Les deux peintures, inaugurées début octobre 2024 à l’instigation du père Yves Trocheris, le curé de Saint-Eustache, sont un don de leur auteur et du galeriste Kamel Mennour. L’histoire est belle. Depuis 2021, le prix Rubis Mécénat permet chaque année à un étudiant des Beaux-Arts de Paris de concevoir une œuvre pour l’église. Le premier lauréat, Dhewadi Hadjab, soumet deux toiles à la chorégraphie saisissante de réalisme : une femme, le buste renversé, cherche à maintenir avec ses pieds un prie-Dieu dans un équilibre précaire. Lors de la présentation, Kamel Mennour est subjugué et propose à l’artiste de le représenter et de lui consacrer une exposition.
DES SIÈCLES D’ART DANS UNE ÉGLISE
Propriété de la Mairie de Paris, l’église Saint-Eustache célèbre en 2024 ses 800 ans. Le monument entretient depuis longtemps une relation particulière avec le monde de l’art. « Au XVIIe siècle, les peintres bénéficiaient d’un privilège accordé par le roi, rappelle le père Trocheris, en choyant avec tendresse U-Lys, son petit lévrier italien qui le suit partout. Ils pouvaient vendre leurs toiles dans une chapelle de Saint-Eustache. Elle est devenue celle consacrée aux charcutiers. On peut encore y voir le blason de la confrérie des peintres. » La chapelle, qui accueille depuis 2000 une œuvre lumineuse de John M Armleder, est en cours de restauration et devrait bientôt retrouver son éclat.
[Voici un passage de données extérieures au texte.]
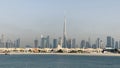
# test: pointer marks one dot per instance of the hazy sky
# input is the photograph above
(28, 19)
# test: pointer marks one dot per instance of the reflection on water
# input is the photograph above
(58, 61)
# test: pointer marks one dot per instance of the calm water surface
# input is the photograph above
(58, 61)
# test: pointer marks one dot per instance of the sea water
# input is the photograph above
(58, 61)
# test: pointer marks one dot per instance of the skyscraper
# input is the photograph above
(45, 42)
(82, 44)
(74, 43)
(36, 43)
(64, 34)
(18, 43)
(110, 42)
(54, 43)
(69, 45)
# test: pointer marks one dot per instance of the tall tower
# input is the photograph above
(64, 34)
(2, 40)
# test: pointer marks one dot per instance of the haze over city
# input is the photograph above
(28, 19)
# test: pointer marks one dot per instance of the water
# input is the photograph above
(58, 61)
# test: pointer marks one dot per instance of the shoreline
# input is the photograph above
(66, 54)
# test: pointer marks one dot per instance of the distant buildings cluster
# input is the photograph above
(71, 43)
(9, 43)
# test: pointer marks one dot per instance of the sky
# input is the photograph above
(29, 19)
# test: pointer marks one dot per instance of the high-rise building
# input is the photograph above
(109, 41)
(36, 43)
(74, 43)
(45, 42)
(113, 44)
(116, 45)
(82, 44)
(98, 42)
(54, 43)
(18, 43)
(69, 45)
(64, 35)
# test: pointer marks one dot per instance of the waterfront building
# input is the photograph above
(116, 45)
(98, 42)
(45, 42)
(36, 43)
(55, 43)
(109, 42)
(82, 44)
(69, 43)
(64, 35)
(18, 43)
(74, 43)
(113, 43)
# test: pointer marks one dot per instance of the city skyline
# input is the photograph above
(30, 19)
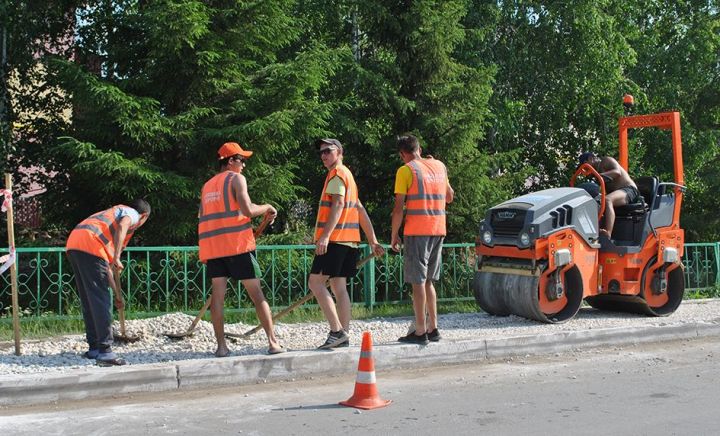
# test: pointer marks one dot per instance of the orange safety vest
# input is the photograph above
(348, 226)
(425, 200)
(96, 234)
(223, 230)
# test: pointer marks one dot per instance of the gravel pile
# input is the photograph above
(63, 354)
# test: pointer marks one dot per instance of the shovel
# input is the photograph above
(259, 231)
(117, 290)
(292, 307)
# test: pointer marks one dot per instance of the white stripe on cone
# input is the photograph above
(366, 377)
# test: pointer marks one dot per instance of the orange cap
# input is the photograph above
(229, 149)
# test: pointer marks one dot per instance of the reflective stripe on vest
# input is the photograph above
(96, 234)
(425, 200)
(347, 228)
(222, 229)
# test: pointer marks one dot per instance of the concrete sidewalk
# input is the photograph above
(97, 382)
Le patrimoine artistique de Saint-Eustache s’étend du XIV e au XXIe siècle. Il mêle œuvres anciennes et créations contemporaines. Un tableau de Pierre-Paul Rubens (Les Pèlerins d’Emmaüs) côtoie une toile de Simon Vouet du XVIIe siècle (Le Martyre de saint Eustache), le mausolée de Jean-Baptiste Colbert, une Vierge à l’Enfant de Jean-Baptiste Pigalle, un Christ en verre de Pascal Convert (Cristallisation#3), don de la Fondation Antoine de Galbert, ou encore The Life of Christ, une composition en bronze patiné d’or blanc de Keith Haring. Transformée en un véritable objet de culte, des touristes du monde entier viennent l’admirer. Deux mois avant sa mort des suites du sida en 1990, l’Américain de 31 ans a donné à la Ville de Paris l’un des neuf exemplaires de ce triptyque. L’œuvre a été offerte en 2003 à Saint-Eustache, l’église ayant toujours soutenu les victimes de l’épidémie. « L’œuvre de Keith Haring exprime une angoisse de notre temps, souligne le père Trocheris. Sa présence ici est importante. Cette église possède aussi un Tintoret, un Luca Giordano, une Extase de la Madeleine de Rutilio Manetti, des fresques de Thomas Couture, un mobilier liturgique réalisé par Victor Baltard et complété par des bancs dessinés par la designer Constance Guisset. Le christianisme latin est la religion qui a investi le plus dans le domaine de l’art. L’Église n’a pas suscité la création d’œuvres pour décorer ses bâtiments. Pas du tout. L’intention est le rite, la liturgie. »
LA PASSION DE L’ART
Le père Yves Trocheris entend bien faire de sa paroisse un acteur culturel de premier plan. Son emplacement idéal l’y prédestine : « Si vous partez de la Concorde et que vous allez jusqu’à la place de la Bastille, entre les deux vous avez le Jeu de Paume, le musée des Arts décoratifs, le Louvre, la future Fondation Cartier, la Pinault Collection, le Centre Pompidou, le musée national Picasso-Paris, le musée Carnavalet… Sur quatre kilomètres, il y a une des concentrations artistiques les plus fortes au monde. Et Saint-Eustache est sur cette ligne.»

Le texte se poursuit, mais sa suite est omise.